Most ships and their cheaply priced oil go to India, Mr Katona said. Europe, once a major customer of Russian oil, is now attracting more tankers from Latin America, the United States and other locations.
Instead, the embargo and price cap hit unintended targets.
The Turkish government blames the sanctions and prevents oil tankers from Kazakhstan, which are not subject to sanctions, from passing through the strait from the Black Sea to the Mediterranean. Russia does not appear to be involved, although it is close to controlling Kazakhstan’s oil exports, which are piped in to the Russian port of Novorossiysk. In recent months, Russian authorities have put obstacles in place for Kazakh oil exports, much of which is produced by subsidiaries of Western energy companies.

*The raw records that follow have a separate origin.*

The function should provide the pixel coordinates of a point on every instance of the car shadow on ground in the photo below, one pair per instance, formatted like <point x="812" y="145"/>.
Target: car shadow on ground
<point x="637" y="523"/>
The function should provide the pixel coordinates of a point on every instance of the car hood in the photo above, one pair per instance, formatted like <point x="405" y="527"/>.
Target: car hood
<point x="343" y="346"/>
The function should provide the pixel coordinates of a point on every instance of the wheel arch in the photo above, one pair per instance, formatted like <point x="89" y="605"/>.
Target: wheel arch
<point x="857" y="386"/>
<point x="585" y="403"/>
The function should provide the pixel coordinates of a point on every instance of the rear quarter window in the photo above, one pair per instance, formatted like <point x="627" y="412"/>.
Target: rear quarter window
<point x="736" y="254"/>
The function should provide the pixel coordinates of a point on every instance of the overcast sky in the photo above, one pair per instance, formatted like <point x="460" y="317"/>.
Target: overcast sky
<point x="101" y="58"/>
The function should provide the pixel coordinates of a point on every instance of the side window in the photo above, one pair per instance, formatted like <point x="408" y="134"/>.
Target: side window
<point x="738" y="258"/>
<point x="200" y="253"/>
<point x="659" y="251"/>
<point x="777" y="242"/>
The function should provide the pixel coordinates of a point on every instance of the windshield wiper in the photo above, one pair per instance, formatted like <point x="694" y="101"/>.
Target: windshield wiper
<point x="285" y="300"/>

The Turkish government says it is concerned that the new sanctions could invalidate the tankers’ insurance policies and make Ankara foot the bill for any oil spills, so it is demanding specific coverage guarantees during the time a ship is in Turkish waters. In a statement on Thursday, Turkey’s maritime authority said it would not “risk an insurance company” failing to fulfill its responsibilities if a sanctioned ship suffered a disastrous accident in the Turkish strait.
Western marine insurance companies, known as P&I clubs, have so far refused to comply with this request, saying it is unusual and could increase their deductibles to violate Western sanctions.
Mr Katona said backup of oil-laden tankers in the Bosphorus had reached 22, 17 of which were carrying oil from Kazakhstan. These ships likely carry most of their crude oil to European destinations, he said.
So far, the slowdowns from Kazakhstan have not raised overall oil prices, although they have lowered the price of Kazakh crude, analysts say. Western governments, including the United States, have tried to ease the Turkish government, so far without success. If the delays continue, they may start raising prices.
There are other reasons why the relatively smooth sailing of the first week of tightened sanctions against Russia may not continue.
Analysts say more problems could emerge in early February, when the EU embargo extends to Russian refined products. The main concern is diesel, a crucial fuel for vehicles and industry that Europe has been importing in large quantities from Russia for years.
“In the run-up to February, anxiety is mounting,” said Dev Sanyal, CEO of VARO, a major European refining and trading company.
Analysts also say it is still possible that the sanctions will result in a significant drop in Russian oil production, even if the amount is less than once feared. Over time, prices may rise, making the $60 per barrel price cap more of a problem. Moscow may also become uneasy about receiving such low prices, considering measures that could push them higher, including curbing its own oil production or discouraging flows from other producers.
“That would change the perception of the market,” said Mr. Crosby.
Safak Timur contributed reporting from Istanbul.